This week I read an article about the Benefits of using assertThat over other Assert Methods in Unit Tests. Since in our reading materials prof. Wurst is using assertThat instead of traditional Asserts, I think it is time to familiarize myself with the new asserting statements.
According to the article, AssertThat method incorporates the use of the hamcrest library and is a much improved way to write assertions. It uses what’s called matchers which are self-contained classes which have static methods that get used with the assertThat method. These static methods can be chained which gives a lot of flexibility over using the old assert methods.
Until now I have been using assertequals while writing my test cases. The biggest issue I had was to remember the correct ordering of (expected, actual) in assertEquals(expected, actual) statement. The keywords ‘expected’ and ‘actual’ used were not even informative enough to determine what exactly goes in it. With the use of assertThat method I don’t see such complications. The first benefit I see is that assertThat is more readable than the other assert methods. Writing same assertion with assertThat looks like:
assertThat(actual, is(equalTo(expected)))
It reads more like a sentence. Assert that the actual value is equal to the expected value, which make more sense.
Similarly, to check for not equals, used to be:
assertFalse(expected.equals(actual))
Now with the use of assertThat it will be:
assertThat(actual, is(not(equalTo(expected)))
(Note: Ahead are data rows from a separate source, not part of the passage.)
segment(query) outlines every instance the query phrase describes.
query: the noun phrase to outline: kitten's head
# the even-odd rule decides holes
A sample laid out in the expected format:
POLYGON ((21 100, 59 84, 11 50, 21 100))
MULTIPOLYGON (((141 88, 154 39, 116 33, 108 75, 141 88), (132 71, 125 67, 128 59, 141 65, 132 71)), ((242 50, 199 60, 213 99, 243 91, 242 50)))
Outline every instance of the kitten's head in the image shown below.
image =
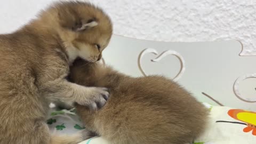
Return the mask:
POLYGON ((112 35, 112 24, 102 10, 85 2, 58 3, 60 27, 58 34, 69 61, 77 57, 90 62, 99 60, 112 35))

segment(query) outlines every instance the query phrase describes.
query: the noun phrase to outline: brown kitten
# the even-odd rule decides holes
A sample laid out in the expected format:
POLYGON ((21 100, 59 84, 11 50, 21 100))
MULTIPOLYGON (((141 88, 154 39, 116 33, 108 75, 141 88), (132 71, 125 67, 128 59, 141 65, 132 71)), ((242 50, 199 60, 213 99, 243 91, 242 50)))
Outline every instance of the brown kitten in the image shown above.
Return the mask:
POLYGON ((70 72, 75 83, 110 90, 109 99, 100 110, 76 106, 86 128, 110 143, 185 144, 205 128, 207 110, 170 79, 132 77, 81 60, 70 72))
POLYGON ((45 118, 52 100, 93 109, 106 103, 105 88, 66 77, 77 57, 100 59, 111 34, 101 9, 77 2, 57 3, 16 31, 0 35, 0 143, 73 144, 88 138, 51 136, 45 118))

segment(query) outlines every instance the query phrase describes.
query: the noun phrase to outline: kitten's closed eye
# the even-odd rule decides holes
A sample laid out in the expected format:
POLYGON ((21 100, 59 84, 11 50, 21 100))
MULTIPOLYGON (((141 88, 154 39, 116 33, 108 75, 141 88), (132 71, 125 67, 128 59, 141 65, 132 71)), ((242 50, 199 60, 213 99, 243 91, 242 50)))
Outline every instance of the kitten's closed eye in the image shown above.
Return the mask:
POLYGON ((100 47, 100 45, 99 44, 95 44, 95 45, 96 46, 97 49, 99 49, 99 50, 100 49, 101 47, 100 47))

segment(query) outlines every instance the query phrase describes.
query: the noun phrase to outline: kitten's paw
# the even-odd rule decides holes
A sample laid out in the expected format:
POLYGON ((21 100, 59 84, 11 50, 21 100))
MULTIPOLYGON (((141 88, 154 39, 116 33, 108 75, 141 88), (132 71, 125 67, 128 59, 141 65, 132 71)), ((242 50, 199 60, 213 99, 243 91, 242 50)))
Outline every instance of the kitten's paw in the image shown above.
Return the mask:
POLYGON ((98 135, 97 133, 86 130, 86 129, 82 131, 81 134, 83 137, 83 139, 84 140, 86 140, 90 138, 93 138, 98 135))
POLYGON ((77 102, 87 106, 90 110, 95 110, 103 107, 109 98, 108 89, 105 87, 90 87, 87 88, 86 95, 80 98, 77 102))

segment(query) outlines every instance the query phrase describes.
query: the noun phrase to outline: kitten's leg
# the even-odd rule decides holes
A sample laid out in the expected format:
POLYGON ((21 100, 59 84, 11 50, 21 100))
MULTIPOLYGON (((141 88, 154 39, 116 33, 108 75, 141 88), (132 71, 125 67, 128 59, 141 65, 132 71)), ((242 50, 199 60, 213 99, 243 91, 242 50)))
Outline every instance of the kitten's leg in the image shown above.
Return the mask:
POLYGON ((61 101, 59 100, 54 101, 53 103, 55 104, 56 106, 56 107, 58 109, 67 109, 67 110, 70 110, 72 109, 74 107, 72 105, 69 105, 66 102, 64 102, 63 101, 61 101))
POLYGON ((70 105, 77 102, 88 106, 90 110, 103 107, 109 96, 106 88, 84 86, 64 78, 45 83, 41 89, 43 95, 52 100, 59 100, 70 105))
MULTIPOLYGON (((32 128, 30 132, 23 134, 22 137, 13 137, 10 141, 15 141, 12 143, 19 144, 77 144, 85 140, 82 133, 71 135, 57 134, 51 135, 48 126, 44 121, 36 122, 32 128)), ((3 143, 0 141, 0 143, 3 143)))

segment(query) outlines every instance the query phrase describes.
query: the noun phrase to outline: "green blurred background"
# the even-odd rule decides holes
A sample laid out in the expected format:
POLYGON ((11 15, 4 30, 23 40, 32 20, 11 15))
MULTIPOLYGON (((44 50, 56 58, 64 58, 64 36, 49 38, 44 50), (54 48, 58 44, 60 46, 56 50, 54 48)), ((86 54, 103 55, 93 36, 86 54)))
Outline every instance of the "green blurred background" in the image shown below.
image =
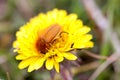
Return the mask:
MULTIPOLYGON (((96 5, 101 9, 115 32, 120 37, 120 0, 95 0, 96 5)), ((15 33, 19 27, 24 25, 30 18, 40 12, 47 12, 53 8, 65 9, 68 13, 76 13, 85 25, 91 27, 93 34, 94 48, 90 51, 109 56, 112 54, 113 47, 110 42, 102 41, 102 32, 96 27, 94 21, 88 16, 81 0, 0 0, 0 80, 50 80, 49 71, 33 71, 28 73, 26 69, 19 70, 19 61, 15 60, 16 53, 13 53, 12 42, 15 40, 15 33)), ((105 35, 105 34, 103 34, 105 35)), ((80 53, 80 52, 78 52, 80 53)), ((89 76, 98 67, 87 69, 87 64, 101 61, 80 53, 80 64, 82 69, 74 74, 74 80, 88 80, 89 76), (85 70, 84 70, 85 66, 85 70), (83 71, 82 71, 83 70, 83 71)), ((102 62, 102 61, 101 61, 102 62)), ((120 65, 118 62, 117 64, 120 65)), ((120 66, 109 65, 102 72, 97 80, 120 80, 120 66), (115 68, 118 67, 118 71, 115 68)), ((76 68, 73 68, 75 72, 76 68)), ((56 74, 55 80, 62 80, 56 74)))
The “not” method can surround any other method, which makes it a negate for any matcher. Also, the matcher methods can be chained to create any number of possible assertions. There’s an equivalent short-hand version of the above equality methods which saves on typing:
assertThat(actual, is(expected))
assertThat(actual, is(not(expected)))
Another benefit to assertThat is generic and type-safe. The below given example of assertEquals compiles, but fails:
assertEquals(“abc”, 123)
The assertThat method does not allow this as it typed, so the following would not compile:
assertThat(123, is(“abc”))
This is very handy as it does not allow comparing of different types. I find this a welcome change.
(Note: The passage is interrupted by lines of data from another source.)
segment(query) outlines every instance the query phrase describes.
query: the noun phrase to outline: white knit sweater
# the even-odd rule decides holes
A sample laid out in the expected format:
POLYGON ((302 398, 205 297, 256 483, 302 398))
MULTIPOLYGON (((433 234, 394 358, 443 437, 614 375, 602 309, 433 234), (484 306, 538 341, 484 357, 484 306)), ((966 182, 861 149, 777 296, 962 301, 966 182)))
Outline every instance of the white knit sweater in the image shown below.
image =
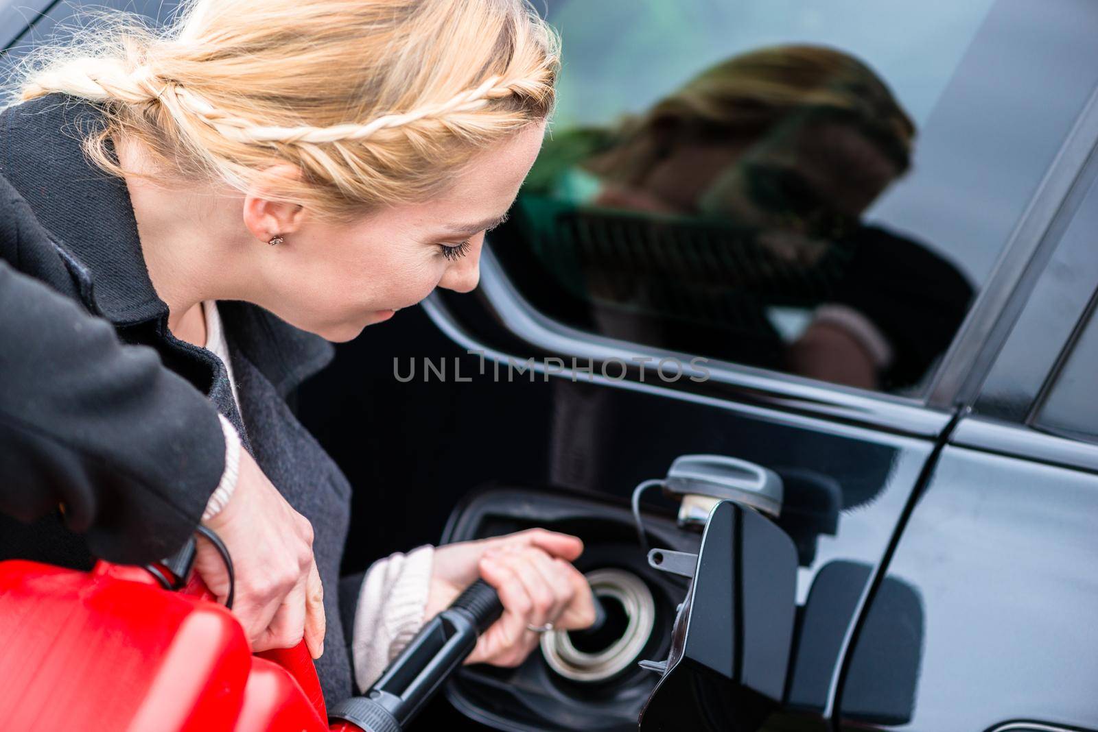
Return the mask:
MULTIPOLYGON (((206 351, 225 364, 233 399, 239 405, 228 343, 217 306, 208 300, 202 304, 202 311, 205 314, 206 351)), ((433 561, 434 548, 424 546, 407 554, 395 553, 379 559, 367 570, 355 609, 355 627, 348 629, 352 639, 355 680, 360 689, 369 688, 377 680, 389 662, 423 626, 433 561)))

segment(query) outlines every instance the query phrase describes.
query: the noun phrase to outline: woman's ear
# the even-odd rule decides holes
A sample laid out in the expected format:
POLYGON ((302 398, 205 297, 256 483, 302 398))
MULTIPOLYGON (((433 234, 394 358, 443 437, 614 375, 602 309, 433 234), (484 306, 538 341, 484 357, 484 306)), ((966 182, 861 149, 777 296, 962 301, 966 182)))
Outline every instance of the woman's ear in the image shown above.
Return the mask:
POLYGON ((279 201, 273 194, 285 183, 301 179, 301 170, 290 163, 272 165, 244 196, 244 226, 262 242, 296 231, 304 219, 301 204, 279 201))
Another benefit to using assertThat are much better error messages. Below is a common example of the use of assertTrue and its failure message.
assertTrue(expected.contains(actual))
java.lang.AssertionError at …
The problem here is that the assertion error doesn’t report the values for expected and actual. Granted the expected value is easy to find, but a debugging session will probably be needed to figure out the actual value.
The same test using assertThat:
assertThat(actual, containsString(expected))
java.lang.AssertionError: Expected: a string containing “abc”
In this case, both values are returned in the error message. I think this a much better since in many cases a developer can look at the error message and figure out right away what they did wrong rather than having to debug to find the answer. That saves time and hassle. I am excited to get my hands on with the new AssertThat method in my upcoming days.